By analysing the DNA from prehistoric organisms, scientists can gain insights into the ecosystems that were found during previous warm periods in Greenland. This is possible due to Greenland’s Ice Sheet’s cold temperatures freezing over the DNA: normally, DNA decays and fragments, but in frozen environments, the decomposition rate slows down. If the DNA is covered in soil particles or is in dry or cold, or permafrost, then the decomposition rate falls even more as the soil particles have a protecting effect.
Sub-glacial lakes
In addition to ice streams, scientists have also discovered two subglacial lakes 800 metres below the Greenland ice sheet, each lake measuring roughly 8-10 square kilometres. The find by scientists of the Scott Polar Research Institute at the University of Cambridge used airborne radar measurements to reveal the lakes beneath the ice sheet. The lead scientist Dr Steven Palmer stated that the “results show that subglacial lakes exist in Greenland, and that they form an important part of the ice sheet’s plumbing system”.

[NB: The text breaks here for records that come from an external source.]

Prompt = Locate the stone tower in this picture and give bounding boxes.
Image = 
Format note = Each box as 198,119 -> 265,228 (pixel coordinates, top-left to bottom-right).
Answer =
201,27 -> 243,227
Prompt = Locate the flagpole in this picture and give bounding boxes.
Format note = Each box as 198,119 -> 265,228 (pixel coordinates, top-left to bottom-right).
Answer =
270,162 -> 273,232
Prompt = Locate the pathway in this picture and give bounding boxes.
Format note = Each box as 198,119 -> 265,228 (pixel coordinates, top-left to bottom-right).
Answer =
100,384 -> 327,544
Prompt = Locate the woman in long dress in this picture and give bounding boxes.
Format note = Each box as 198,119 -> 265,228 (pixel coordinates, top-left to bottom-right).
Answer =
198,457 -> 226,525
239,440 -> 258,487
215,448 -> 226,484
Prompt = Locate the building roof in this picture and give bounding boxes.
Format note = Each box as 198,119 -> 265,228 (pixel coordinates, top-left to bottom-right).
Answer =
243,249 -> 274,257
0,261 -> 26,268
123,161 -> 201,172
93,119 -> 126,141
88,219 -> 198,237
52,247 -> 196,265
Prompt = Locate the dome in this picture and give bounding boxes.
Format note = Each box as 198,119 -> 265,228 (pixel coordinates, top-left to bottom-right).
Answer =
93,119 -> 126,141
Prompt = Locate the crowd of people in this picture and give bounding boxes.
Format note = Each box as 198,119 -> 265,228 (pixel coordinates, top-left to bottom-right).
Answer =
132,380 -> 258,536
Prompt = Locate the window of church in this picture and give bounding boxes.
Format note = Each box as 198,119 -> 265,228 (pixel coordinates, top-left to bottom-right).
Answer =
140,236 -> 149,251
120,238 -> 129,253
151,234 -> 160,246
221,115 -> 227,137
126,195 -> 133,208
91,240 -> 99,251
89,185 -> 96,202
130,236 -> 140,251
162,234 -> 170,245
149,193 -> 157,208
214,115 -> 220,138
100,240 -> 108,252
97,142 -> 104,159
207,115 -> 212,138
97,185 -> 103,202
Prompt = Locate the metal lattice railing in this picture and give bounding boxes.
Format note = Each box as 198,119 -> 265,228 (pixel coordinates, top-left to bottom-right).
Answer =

The researchers found that the newly discovered lakes are likely fed by melting surface water draining through the cracks in the ice. In fact, a surface lake situated nearby may also replenish the sub-glacial lakes during warm summers. This means the lakes are part of an open system and are connected to the surface, which is different from Antarctic lakes that are often isolated ecosystems as the surface temperatures remain below freezing all year round.
Previously, scientists believed that Greenland’s steeper ice surface meant that any water below the ice was squeezed out to the margin and that because the ice in Greenland is thinner than Antarctica, any lakes that formed would have quickly frozen over as the thicker Antarctic ice can act like an insulating blanket that prevents the freezing of water trapped beneath the surface.
What the ice tells us about the stars
As life on Earth is dependent on liquid water and studying ice can tell us about past climates, studying ice on other planets and moons will tell us about past climates and the evolution of these parts of the Solar System. Luckily, scientists don’t have to travel to faraway planets to understand their history. They can travel to Greenland or Antarctica, as the Earth and planets and moons in the Solar System all originate from the same cloud of dust and gas, and so scientists can make ‘gestimates’ of likely climates on other planets in our system.